How Do the Saints Help Us?

The intercession of the saints has been sought and invoked in the Church from almost the very beginning of its history—i.e., from the time that the Church began to produce martyrs, which happened very early indeed.1 It had always been the view in Israel (and therefore in the Church) that those in heaven somehow can see what transpires on earth and are praying for us.

Thus, for example, we read in 2 Maccabees 15:12f that the martyred high priest Onias “was praying with outstretched hands for the whole body of the Jews.” Moreover, he was joined in his intercession by a man “distinguished by his gray hair and dignity and marvellous majesty and authority.” Onias revealed in the vision that “This is a man who loves the brethren and prays much for the people and the holy city—Jeremiah the prophet of God.”

This view continued into New Testament times and lay behind our Lord’s words that those in heaven rejoice over the repentance of a single sinner on earth (Luke 15:7)—for how else could they know of the sinner’s repentance unless earth somehow lay open to the gaze of those in heaven?
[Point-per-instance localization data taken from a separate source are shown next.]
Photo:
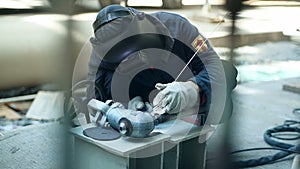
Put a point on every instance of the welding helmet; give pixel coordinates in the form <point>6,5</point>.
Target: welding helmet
<point>120,31</point>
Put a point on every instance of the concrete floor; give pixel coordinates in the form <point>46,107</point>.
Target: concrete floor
<point>258,106</point>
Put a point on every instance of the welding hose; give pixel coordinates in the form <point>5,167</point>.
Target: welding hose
<point>286,149</point>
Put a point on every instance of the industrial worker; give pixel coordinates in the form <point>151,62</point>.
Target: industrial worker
<point>136,58</point>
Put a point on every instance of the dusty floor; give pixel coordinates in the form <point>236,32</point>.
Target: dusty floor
<point>258,106</point>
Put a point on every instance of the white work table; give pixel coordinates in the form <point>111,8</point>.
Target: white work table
<point>172,145</point>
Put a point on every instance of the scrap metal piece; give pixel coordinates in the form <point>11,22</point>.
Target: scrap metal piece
<point>102,133</point>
The same view also undergirds the image found in Hebrews 12:1, which uses an athletic race to portray the Christian struggle. We on earth are running the race of faith, cheered on by a “great cloud of witnesses” observing us from the heavenly stands. We see also in the Book of Revelation2 that the saints know what is happening on earth while they are in heaven.

Therefore, the saints in heaven are not separated from us here, still struggling on earth. There are not two churches—the Church Triumphant (in heaven), and the Church Militant (on earth). There is just one single Church, whose members share unity in Christ and pray for one another. Therefore, in the Divine Liturgy we say,

We offer unto Thee this reasonable worship for those who have fallen asleep in the faith: ancestors, fathers, patriarchs, prophets, apostles, preachers, evangelists, martyrs, confessors, ascetics, and every righteous spirit made perfect in faith, especially for our most, most pure, most blessed and glorious Lady Theotokos and ever-virgin Mary, for the holy, Prophet, Forerunner, and Baptist John, the holy, glorious, all-laudable apostles, and all Thy saints, at whose supplication look down upon us, O God.

Intercession of the Saints

Our invocation of the saints’ prayers finds its context in this vast network of mutual love and intercession. The saints are already praying for us because we are part of the Church. Yet love is specific—as specific as friendship, and so as friendship grows between us and a particular heavenly saint, we enjoy that saint’s particular intercession as well. We have our own patron saint, on whose love and intercession we rely, just as we also rely upon the love and prayers of our Christian friends on earth. But our heavenly friends, because they are closer to Christ, have a more powerful prayer than our friends on earth. This is why the Church has always invoked the prayers of its martyrs. If, for example, the prayers of Polycarp for his flock in Smyrna had power while on earth, how much more power will his prayers have now that he is in heaven close to the throne of God?

One sometimes hears that the saints in heaven do not provide any help for us except for the help of intercession, and that they do not help and heal us themselves, but only pray for Christ to heal us. It is doubtful if such a dichotomy can be sustained. For Christ sent his apostles out to heal (Matt 10:8), and it is recorded that they did indeed heal the sick (Mark 6:13). So, who healed those people—the apostles or Christ? Obviously, both! One could say, “The apostles healed by the power of Christ” or one could equally well say, “Christ healed through his apostles.”3

The saints, then, do hear us and heal us, for it is Jesus Christ who heals through them. Hymns to the saints (such as akathists) are all part of our ultimate praise to Jesus. We love the saints because they are his friends, and we praise them for their help, because this powerful help comes ultimately from Christ. And the saints themselves are the works of Christ, the divine Author. That is why at the feasts of the saints we praise Christ by saying, “God is wonderful in his saints!”


Footnotes

  1. St. Ignatius of Antioch, for example, was martyred about 107 A.D., shortly after the death of the Apostle John.

  2. Rev 6:9–11, 16:4–7.

  3. That is why when Peter healed a man by the laying on of hands, he said to the person, “Jesus Christ heals you” (Acts 9:34).